Phenomena associated with the greatest natural changes have often symbolized the dramatic end of one period of history and the beginning of a new period. The symbolism of biblical apocalypse involves cataclysmic events which bring about an end to the world. The most common apocalyptic description involves the prophecy of St. John the Divine from the New Testament. The major form of cataclysmic events involves floods, earthquakes and fires.

The most well-known and common apocalytic symbol is that of a great flood and related in the Bible as the story of Noah and the Great Flood. A flood symbolizes uncontained water which has gone beyond the basic boundary between earth and water. The lunar feminine power of the waters is symbolized by a flood. As it is with other apocalyptic phenomena, floods symbolize the end of one cycle of time and the beginning of a new cycle of time. Therefore, there is the dual symbolism of death and regenerative birth associated with floods. The Bible contains a number of references to floods as apocalyptic devices which start the world over again.

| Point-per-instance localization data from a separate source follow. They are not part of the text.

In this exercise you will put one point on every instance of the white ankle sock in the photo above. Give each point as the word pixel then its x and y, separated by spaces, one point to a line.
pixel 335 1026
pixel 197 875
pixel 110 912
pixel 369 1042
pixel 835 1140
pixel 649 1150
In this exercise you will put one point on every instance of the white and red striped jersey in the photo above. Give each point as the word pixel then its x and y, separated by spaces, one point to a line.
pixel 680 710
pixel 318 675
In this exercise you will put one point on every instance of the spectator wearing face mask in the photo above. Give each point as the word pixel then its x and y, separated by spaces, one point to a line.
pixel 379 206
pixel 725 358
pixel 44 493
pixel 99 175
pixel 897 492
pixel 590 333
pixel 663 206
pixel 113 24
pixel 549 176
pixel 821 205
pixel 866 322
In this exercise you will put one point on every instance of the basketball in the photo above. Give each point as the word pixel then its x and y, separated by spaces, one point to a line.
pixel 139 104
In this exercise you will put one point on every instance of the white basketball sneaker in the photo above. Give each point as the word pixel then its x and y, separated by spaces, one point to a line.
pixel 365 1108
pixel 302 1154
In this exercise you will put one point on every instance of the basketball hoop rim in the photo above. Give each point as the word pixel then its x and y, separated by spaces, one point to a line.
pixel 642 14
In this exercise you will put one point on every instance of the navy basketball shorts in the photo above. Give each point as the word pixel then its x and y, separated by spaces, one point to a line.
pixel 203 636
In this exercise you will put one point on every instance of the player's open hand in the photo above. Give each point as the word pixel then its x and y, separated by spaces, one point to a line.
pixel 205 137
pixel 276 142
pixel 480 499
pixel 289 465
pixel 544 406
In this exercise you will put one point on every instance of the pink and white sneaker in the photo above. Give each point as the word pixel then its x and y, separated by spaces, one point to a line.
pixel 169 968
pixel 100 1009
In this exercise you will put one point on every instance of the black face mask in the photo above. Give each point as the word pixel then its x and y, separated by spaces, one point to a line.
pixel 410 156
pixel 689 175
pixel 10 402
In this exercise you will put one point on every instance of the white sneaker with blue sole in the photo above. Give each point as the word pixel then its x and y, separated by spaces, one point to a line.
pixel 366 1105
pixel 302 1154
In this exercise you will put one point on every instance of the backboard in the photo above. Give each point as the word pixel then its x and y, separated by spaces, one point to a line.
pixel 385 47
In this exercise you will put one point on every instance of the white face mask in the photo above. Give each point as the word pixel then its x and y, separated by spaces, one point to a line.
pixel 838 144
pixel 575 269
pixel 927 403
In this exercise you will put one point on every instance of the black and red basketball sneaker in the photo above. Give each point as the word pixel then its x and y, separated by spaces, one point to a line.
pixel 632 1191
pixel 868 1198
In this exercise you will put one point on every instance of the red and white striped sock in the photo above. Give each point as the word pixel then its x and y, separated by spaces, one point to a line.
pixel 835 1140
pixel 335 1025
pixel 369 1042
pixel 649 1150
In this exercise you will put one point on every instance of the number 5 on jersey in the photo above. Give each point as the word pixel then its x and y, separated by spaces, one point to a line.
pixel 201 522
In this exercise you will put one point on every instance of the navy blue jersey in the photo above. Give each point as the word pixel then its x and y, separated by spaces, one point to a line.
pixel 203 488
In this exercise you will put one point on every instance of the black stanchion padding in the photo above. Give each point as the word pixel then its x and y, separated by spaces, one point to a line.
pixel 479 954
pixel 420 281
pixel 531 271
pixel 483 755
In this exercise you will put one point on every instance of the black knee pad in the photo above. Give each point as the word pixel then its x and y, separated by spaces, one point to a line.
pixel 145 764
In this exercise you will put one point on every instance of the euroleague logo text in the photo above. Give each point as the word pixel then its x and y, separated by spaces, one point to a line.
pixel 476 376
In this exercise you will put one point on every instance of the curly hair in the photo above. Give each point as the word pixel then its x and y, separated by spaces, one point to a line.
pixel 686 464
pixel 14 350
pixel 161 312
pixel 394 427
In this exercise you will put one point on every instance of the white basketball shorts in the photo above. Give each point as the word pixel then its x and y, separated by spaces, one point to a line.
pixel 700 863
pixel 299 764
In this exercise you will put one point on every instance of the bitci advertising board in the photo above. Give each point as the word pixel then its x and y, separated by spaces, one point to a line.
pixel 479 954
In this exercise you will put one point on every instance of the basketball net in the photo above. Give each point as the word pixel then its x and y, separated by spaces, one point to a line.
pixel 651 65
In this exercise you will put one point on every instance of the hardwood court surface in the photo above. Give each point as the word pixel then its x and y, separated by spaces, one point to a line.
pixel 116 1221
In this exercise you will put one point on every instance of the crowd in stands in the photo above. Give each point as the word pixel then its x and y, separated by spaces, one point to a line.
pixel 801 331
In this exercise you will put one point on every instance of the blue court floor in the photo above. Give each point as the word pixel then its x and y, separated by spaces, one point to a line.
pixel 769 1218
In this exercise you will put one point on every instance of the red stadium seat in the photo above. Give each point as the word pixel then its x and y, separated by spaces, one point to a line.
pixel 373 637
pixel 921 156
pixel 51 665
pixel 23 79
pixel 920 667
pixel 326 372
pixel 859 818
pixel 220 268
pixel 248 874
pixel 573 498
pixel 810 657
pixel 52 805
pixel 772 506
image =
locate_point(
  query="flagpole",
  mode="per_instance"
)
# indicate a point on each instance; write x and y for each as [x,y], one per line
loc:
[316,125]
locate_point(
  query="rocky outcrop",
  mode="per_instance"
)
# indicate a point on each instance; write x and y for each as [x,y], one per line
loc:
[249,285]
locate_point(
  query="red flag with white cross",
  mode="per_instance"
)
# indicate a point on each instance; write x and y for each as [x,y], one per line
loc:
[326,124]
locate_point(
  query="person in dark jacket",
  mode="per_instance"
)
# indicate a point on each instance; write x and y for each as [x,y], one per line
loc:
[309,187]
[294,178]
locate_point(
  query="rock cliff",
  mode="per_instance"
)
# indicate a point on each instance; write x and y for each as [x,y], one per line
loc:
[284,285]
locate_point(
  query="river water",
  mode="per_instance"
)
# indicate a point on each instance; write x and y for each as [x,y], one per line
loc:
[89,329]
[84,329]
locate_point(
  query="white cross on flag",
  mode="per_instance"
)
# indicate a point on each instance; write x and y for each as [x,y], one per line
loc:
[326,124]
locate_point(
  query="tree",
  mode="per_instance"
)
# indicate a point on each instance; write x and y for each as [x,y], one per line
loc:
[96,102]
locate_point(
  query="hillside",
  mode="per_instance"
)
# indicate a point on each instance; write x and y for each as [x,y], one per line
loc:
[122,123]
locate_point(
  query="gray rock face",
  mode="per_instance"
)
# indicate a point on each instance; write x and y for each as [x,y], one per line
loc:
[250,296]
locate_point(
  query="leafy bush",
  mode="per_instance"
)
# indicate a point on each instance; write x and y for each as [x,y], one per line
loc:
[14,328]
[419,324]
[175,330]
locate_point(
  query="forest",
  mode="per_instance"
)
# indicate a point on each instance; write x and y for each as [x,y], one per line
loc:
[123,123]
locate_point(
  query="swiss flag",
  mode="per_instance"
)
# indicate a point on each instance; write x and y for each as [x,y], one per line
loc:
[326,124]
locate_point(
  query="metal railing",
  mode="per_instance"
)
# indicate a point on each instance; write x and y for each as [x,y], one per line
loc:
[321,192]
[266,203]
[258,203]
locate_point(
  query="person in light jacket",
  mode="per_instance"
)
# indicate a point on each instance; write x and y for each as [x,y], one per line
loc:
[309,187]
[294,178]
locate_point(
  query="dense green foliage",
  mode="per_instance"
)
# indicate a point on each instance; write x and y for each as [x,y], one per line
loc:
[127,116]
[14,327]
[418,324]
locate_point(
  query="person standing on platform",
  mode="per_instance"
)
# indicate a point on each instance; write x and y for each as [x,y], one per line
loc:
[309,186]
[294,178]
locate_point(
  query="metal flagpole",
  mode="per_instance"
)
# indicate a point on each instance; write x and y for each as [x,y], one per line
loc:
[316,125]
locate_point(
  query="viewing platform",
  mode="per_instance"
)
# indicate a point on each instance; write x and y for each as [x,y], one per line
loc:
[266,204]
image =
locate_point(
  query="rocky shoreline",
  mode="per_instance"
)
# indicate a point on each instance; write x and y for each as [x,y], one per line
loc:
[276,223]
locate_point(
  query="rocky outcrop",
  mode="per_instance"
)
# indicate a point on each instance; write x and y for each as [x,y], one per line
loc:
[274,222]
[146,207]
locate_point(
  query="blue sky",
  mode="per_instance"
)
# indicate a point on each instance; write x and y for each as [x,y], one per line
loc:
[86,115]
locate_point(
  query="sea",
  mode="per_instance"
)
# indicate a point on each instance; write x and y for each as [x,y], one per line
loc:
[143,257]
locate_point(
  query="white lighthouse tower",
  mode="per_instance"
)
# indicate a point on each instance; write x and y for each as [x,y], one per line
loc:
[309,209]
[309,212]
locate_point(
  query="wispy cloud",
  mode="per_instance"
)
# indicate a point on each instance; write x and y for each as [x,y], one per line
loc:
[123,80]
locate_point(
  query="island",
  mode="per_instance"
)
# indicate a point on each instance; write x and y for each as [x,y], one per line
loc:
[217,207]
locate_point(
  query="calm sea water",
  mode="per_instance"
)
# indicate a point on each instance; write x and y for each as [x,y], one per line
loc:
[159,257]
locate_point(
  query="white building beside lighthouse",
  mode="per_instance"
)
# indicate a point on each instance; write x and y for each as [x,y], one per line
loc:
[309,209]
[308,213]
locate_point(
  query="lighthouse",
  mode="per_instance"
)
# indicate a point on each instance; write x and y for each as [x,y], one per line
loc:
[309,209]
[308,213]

The great flood and other myths of the Atlantis type involving submersion of continents have a close symbolism to baptism. In The Sacred & the Profane, Mircea Eliade points out that these flood mytholgies "have their counterpoint, on the human level, in man's 'second death'...or in the initiatory death through baptism." The immersion symbolized by the flood and baptism, though, does not lead to final extinction or death but rather to a rebirth. As Eliade notes, the immersion in waters is equivalent "to a temporary reincorporation into the indistinct, followed by a new creation, a new life, or a 'new man'...the flood is comparable to baptism."

Earthquakes offer another symbol of cataclysmic phenomena. They have been associated with demons because they come from below the earth. J.E. Cirlot observes that most primitive and astrobiological cultures attribute the cause of the earthquake to a theriomorphic demon. In Japanese mythology the earth is supported by a huge fish, in Sanskrit literature it is supported by a turtle and in North America mythology by a serpent. The earthquake partakes of the general symbolism of all cataclysmic catastrophes - the sudden change in a given process, which may be either for the better or for the worse. On occasion the earthquake is thought to promote fertility. A.H. Krappe in La Genese des mythes notes that basically it is an application of the universal symbolism of sacrifice and of cosmic inversion.

Great fires are also symbolic of cataclysmic events. The most common great fires occur in forests and cities. Some of the greatest city fires of the twentieth century were the Chicago and San Francisco fires and the Tokyo fire during the Second World War. One of the most well-known forest fires was the Montana Mann Gulch fire of 1949.

The cataclysmic symbolism of fire is utilized in a number of literary works. A great city fire serves as a major contextual symbol in the novel To The White Sea by James Dickey. A great forest fire serves as this symbol in the novel Young Men and Fire by Norman MacLean. In To The White Sea an American tail gunner parachutes from his burning B-29 into Tokyo a day before the great fire-bombing of the city. The story involves the young man's escape from the burning hell of Tokyo and his trek north toward the island of Hokkaido, a frozen, desolate sanctuary where he feels his freedom will be assured. The symbolic place context of the story moves from fire to ice. In MacLean's novel Young Men and Fire, the Mann Gulch fire of 1949 kills twelve young firefighters who attempt to battle it. Both novels offer vivid illustrations of how cataclysmic fire can be used as symbolic context to create powerful stories.